If you ask me where home is my answer is Switzerland. I spent most of my life living in the four different lingustic parts of this tiny little country and Swiss German is as much part of my identity as English.
I'll spare the details if it might be American or British English because it is a mix of both as I am what nowadays you call a TCK. The term of Third Culture Kid was still not invented when I grew up, it would have made things a whole lot easier because I could have fit in.
Being a foreign kid in Zürich in the 1970s was not always an easy affair not even with a perfect Zürischnurre (the local dialect) which sounded so local my high school friends later teased me about it.
As a young teenager I would have given everything for my mum to speak German rather than English to me while in public. My dad loved speaking Swiss German with his broad American accent only to embarrass me in front of my friends.
I never quite fit into the Swiss German mould. I did not know how to define myself but I remember wishing I could find some like-minded peers.
Turns out the two companions I made during my Primary years - who both seemed as exotic to the Swiss as myself thanks to a foreign parent - are still my two closest friends today.

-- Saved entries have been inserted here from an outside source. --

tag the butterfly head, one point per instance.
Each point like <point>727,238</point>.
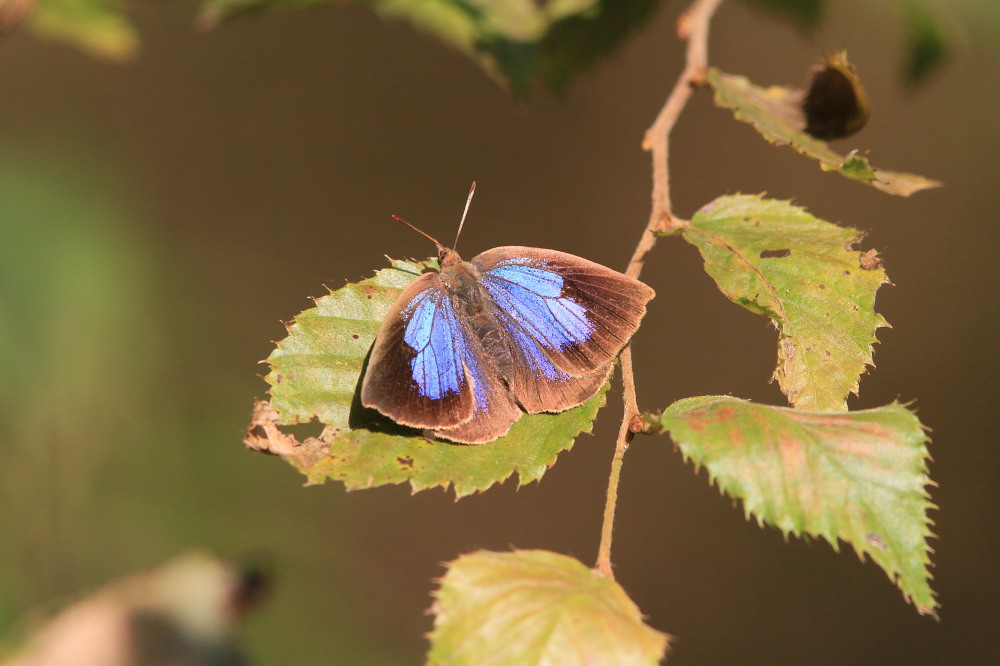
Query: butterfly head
<point>446,255</point>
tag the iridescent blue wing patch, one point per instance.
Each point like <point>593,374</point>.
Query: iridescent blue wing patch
<point>565,319</point>
<point>428,368</point>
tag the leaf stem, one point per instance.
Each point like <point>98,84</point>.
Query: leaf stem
<point>693,26</point>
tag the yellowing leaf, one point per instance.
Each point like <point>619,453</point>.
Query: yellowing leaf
<point>776,259</point>
<point>857,476</point>
<point>316,373</point>
<point>775,112</point>
<point>533,607</point>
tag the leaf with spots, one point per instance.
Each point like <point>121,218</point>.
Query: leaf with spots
<point>533,607</point>
<point>776,259</point>
<point>860,476</point>
<point>777,113</point>
<point>316,374</point>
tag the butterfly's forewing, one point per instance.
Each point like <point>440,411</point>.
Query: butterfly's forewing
<point>428,368</point>
<point>424,385</point>
<point>567,319</point>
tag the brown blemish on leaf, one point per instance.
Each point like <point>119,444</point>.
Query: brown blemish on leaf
<point>793,454</point>
<point>263,435</point>
<point>726,414</point>
<point>875,541</point>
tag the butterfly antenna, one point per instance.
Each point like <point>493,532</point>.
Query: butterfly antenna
<point>468,202</point>
<point>422,233</point>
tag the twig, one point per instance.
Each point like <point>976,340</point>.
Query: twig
<point>692,26</point>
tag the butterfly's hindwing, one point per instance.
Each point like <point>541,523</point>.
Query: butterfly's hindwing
<point>412,376</point>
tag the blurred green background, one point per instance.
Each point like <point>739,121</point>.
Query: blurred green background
<point>159,219</point>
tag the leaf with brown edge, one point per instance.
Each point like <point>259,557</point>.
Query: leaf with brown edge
<point>776,113</point>
<point>315,375</point>
<point>776,259</point>
<point>534,607</point>
<point>860,476</point>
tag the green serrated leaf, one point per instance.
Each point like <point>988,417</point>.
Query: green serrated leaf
<point>860,476</point>
<point>776,113</point>
<point>316,372</point>
<point>98,27</point>
<point>518,42</point>
<point>533,607</point>
<point>776,259</point>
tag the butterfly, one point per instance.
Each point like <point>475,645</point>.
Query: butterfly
<point>466,350</point>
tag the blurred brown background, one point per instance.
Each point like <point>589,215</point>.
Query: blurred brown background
<point>160,218</point>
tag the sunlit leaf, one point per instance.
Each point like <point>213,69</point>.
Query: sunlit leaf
<point>776,113</point>
<point>776,259</point>
<point>519,42</point>
<point>860,476</point>
<point>534,607</point>
<point>316,373</point>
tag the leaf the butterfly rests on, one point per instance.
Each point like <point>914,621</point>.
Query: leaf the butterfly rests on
<point>465,351</point>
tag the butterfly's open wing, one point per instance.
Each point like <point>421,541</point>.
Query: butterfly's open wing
<point>428,370</point>
<point>566,318</point>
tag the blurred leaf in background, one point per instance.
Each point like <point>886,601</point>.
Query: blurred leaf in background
<point>519,42</point>
<point>79,353</point>
<point>183,612</point>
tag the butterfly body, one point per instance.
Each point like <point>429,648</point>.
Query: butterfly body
<point>466,350</point>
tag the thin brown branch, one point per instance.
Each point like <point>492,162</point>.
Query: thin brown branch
<point>692,26</point>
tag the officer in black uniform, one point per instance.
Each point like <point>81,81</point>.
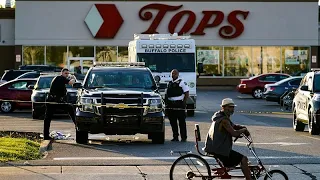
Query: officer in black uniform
<point>57,95</point>
<point>176,97</point>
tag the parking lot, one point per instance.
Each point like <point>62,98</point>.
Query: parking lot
<point>275,140</point>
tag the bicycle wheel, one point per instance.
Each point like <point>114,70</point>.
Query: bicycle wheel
<point>276,175</point>
<point>190,166</point>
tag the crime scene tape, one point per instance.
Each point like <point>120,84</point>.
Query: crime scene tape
<point>124,106</point>
<point>117,106</point>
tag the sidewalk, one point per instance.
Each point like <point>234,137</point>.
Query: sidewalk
<point>294,172</point>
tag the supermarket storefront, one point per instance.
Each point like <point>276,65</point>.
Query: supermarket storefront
<point>234,39</point>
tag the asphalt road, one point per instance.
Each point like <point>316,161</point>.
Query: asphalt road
<point>275,141</point>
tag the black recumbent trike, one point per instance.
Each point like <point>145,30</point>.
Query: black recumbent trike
<point>193,166</point>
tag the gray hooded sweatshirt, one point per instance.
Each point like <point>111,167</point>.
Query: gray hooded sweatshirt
<point>218,140</point>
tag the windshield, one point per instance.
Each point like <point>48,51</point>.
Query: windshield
<point>45,82</point>
<point>162,62</point>
<point>317,83</point>
<point>120,79</point>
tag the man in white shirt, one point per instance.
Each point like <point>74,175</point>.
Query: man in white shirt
<point>176,98</point>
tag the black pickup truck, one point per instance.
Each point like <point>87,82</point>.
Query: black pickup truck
<point>118,100</point>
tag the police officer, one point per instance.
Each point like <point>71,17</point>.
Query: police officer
<point>57,99</point>
<point>176,97</point>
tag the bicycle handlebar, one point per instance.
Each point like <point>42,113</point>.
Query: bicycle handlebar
<point>243,135</point>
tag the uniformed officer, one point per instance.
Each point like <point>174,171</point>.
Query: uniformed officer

Looking back on my dad's efforts and my mother's total insouciance of adapting to the locals makes me smile. They had moved to Switzerland with the goal of carving out a better future for their kids allowing us to grow up multilingual and feeling at home in various cultures.
Today I am proud and comfortable to be different. All those childhood experiences made me the person I am now. I speak different languages and enjoy adapting to foreign cultures but it hasn't always been an easy ride.
However, the world has become a much smaller place and it is so much easier for my kids to fit in... mainly because somewhere along the line the mould has been thrown out!